Left H.264, right VPG—YouTube |
ASICS beat GP chips which beat software—it’s the law. When it comes to fixed-function operations like transcoding that’s especially true. The first transcoding work was done in software on the CPU. It was pretty good and easy to see it would scale with CPU clock rate. Transcoding is a highly redundant operation and so it came to make sense for the parallel processors in a GPU to take over. They were an order of magnitude faster than CPUs. As the demand for transcoding began to explode in the early 2000s, Intel reacted and added its Quick Sync dedicated hard-wired transcoder to the X86 and it was blazingly fast—and free.
But X86 processors and all the stuff you have to have around them they add up. So as fast as the Quick Sync was, it didn’t scale well. It was great for individuals, not so great for a farm. The need for streaming content suppliers for multiples streams at different speeds is an ongoing and growing market. Recognizing this, Elemental Technologies, was founded (in Oregon) to serve that market with custom racks of GPUs. Amazon bought the company in 2017 so it could meet its streaming needs.
Google’s YouTube is doing basically the same thing except they’ve committed to custom silicon for video encoding. Google says their Argos chip is a VCU, a dedicated video transcoding chip. The company is revealing its work in a blog post by software engineer Jeff Calow and a paper presented at the ASPLOS conference.
The chip layout is straightforward with an Arm CPU, 10 transcoders, and two banks of LPDDR.
The Argos floorplan (Source ASPLOS ’21, April 19–23, 2021) |
Google has put 10 encoder cores in a chip and complements it with off-the-shelf IP blocks. It’s a dedicated hard-wired processor, which is always going to be the fastest approach. Google says its encoder core can encode 2160p in real-time at up to 60 FPS using three reference frames.
Simplified view of the transcoding workload (Source: YouTube) |
Transcoding for YouTube means taking a single video and converting it into a lot of other videos. There are nine different resolutions created from a single upload: 144p, 240p, 360p, 480p, 720p, 1080p, 1440p, 2160p, and 4320p. These are all different video files, and everyone needs to be created from the original 8K uploaded file.
In his post, Jeff Calow, the lead software engineer at YouTube, said that during the Covid-19 pandemic they saw surges in video consumption as people sheltered at home. In the first quarter of last year, there was a 25 percent increase in watch time around the world.
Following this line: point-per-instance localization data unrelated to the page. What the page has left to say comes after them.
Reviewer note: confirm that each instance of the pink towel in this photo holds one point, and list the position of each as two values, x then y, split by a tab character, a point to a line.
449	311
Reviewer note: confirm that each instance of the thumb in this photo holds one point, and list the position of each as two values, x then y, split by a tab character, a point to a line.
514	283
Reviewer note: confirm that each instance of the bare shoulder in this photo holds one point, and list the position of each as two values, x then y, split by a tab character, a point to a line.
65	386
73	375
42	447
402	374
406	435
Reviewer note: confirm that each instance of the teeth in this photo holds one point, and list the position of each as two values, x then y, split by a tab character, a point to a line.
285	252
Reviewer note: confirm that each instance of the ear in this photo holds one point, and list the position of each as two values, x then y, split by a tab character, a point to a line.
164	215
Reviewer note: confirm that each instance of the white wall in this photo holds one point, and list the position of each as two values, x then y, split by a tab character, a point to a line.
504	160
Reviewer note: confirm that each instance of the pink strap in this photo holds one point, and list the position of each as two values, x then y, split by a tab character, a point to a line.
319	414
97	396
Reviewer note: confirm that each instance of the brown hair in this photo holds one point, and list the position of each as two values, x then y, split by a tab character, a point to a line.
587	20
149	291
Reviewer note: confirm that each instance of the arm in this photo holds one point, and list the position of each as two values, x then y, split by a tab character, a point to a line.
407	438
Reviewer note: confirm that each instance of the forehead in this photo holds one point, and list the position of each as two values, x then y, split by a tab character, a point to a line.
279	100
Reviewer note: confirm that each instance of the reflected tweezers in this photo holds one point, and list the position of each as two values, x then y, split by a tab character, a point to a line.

Google created an AIB with two VCUs, each with 10 transcoders in them (Source: YouTube) |
The folks at YouTube started the project in 2015. They could see the demand for higher quality video (e.g. 1080p, 4K, and now 8K). They also saw that the broader Internet wouldn’t be able to accommodate this growth unless they shifted to more data-efficient video codecs. However, data-efficient video codecs like VP9 use more computer resources to encode than H.264. Calow said, “the combination of these dynamics led us to pursue a dramatically more efficient and scalable infrastructure.”
Design for all scales: global system, chip, and encoder core (Source ASPLOS ’21, April 19–23, 2021) |
The results speak for themselves, as shown in the following table.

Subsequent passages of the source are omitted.